Many sequence-based predictions use a slide-window approach, which is easy to implement. The essence of slide-window approach can be traced back to the fragment based prediction of protein structure, which underlies the homologous search of fragment. However, the problem of binding site prediction is different from protein structure prediction. And residues close in space that form the binding interface can be far away in sequence. In a slide-window scheme, residue neighbors far away in sequence cannot be considered. But the neighboring residues form the environment of the target residue and can determine the binding. Slide-window approach may result in a dangerous situation that the prediction of a target residue can stay the same even all its spatial neighbors have been mutated. This also explains the reason why structure-based predictions are more accurate than sequence based ones. And sequence-based predictions still have room for improvement to avoid slide window approach and fill this gap.

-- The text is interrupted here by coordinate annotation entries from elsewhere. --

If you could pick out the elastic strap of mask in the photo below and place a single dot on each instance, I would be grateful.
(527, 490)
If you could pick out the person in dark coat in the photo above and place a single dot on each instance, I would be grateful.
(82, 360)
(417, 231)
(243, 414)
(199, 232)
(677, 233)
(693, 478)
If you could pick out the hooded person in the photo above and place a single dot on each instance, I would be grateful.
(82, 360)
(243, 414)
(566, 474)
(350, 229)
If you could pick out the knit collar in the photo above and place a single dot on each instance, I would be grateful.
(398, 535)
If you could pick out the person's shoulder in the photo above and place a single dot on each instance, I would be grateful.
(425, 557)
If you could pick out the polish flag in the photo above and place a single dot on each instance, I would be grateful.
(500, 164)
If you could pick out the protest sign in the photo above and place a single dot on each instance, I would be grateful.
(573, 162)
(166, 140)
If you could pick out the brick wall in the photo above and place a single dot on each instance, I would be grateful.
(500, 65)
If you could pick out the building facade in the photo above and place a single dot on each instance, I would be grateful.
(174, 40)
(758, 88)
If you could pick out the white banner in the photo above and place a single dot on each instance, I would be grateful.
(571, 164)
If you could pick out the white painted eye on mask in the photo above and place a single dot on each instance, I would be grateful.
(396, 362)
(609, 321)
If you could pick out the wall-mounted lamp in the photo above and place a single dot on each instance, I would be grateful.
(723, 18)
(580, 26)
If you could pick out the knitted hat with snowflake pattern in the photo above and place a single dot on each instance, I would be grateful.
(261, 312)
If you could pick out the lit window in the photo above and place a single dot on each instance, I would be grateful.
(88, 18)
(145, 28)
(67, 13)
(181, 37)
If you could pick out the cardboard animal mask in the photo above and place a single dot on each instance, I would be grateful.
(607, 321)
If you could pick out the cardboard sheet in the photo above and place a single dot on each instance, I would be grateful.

This Figure illustrates slide-window approach is less likely to consider real neighboring environment. Case of poly(A)-binding protein (PDB id: 1cvj chain A). Residue F102 is mutated into His, Glu and Asp. Variations around F102 is easy to comprehend but two other regions close in space are also related. RBscore consider the spatial neighbors, and show difference in region 127-129 and region 172-179. BindN+ show certain difference in the region 172-179. PPRInt and RNABindRPlus hardly show difference in prediction. Sequence-based methods are less likely to depict the effect of the mutation to the other regions far away in sequence. As demonstrated by deep mutational scanning, the single point mutation to Glu and Asp obviously make difference in the binding and should also affect other residue neighbors. Slide-window approach is difficult to capture such difference.
Similarly, template based approach is also based on homologous search and may directly use the binding sites of the template. However, when some of the neighbor residues have been mutated can directly lead to a different binding, which cannot be captured by this approach.